Numerical methods and mathematical models of Elmer
hauptmech
Posts: 8
Joined: 06 Nov 2016, 07:17
Antispam: Yes

### Problem understanding boundary conditions

Hi,

I'm trying to get valid results from the linear elastic solver and failing. I think I'm misunderstanding the boundary conditions.

I have a 100mmx20mmx4mm aluminum beam, fixed at one end, with a load of 100N applied in the thin direction on the other end. I expect about 4.3mm of deflection.

I'm using ElmerGUI (nglib) to load a STEP file and create a mesh. I have 2 different meshes (2 different projects), one of 264 elements and one of 933 elements.
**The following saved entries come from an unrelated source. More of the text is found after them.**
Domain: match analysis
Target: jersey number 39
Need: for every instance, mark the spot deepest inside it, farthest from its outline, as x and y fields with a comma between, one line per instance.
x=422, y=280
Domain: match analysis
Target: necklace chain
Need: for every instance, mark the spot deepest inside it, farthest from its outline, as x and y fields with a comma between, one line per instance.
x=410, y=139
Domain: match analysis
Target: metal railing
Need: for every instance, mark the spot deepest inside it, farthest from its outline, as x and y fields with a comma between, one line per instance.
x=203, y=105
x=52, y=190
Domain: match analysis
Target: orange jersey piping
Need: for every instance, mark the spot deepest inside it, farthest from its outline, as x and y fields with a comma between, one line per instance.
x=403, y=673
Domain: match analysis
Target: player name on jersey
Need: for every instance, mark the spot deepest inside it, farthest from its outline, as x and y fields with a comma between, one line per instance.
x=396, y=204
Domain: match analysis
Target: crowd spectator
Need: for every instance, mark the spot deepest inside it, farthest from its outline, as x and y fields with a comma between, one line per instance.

I'm using Coordinate Scaling = Real 0.001 as a Simulation parameter to deal with the STEP import scaling problem.

After some initial confusion, I expect that the boundary condition "Force" should be Desired_Force/Boundary_Area or 100N/8e-5m^2, or "Displacement i Load" could be Desired_Force/Nodes_in_boundary, when using Boundaries as a Target.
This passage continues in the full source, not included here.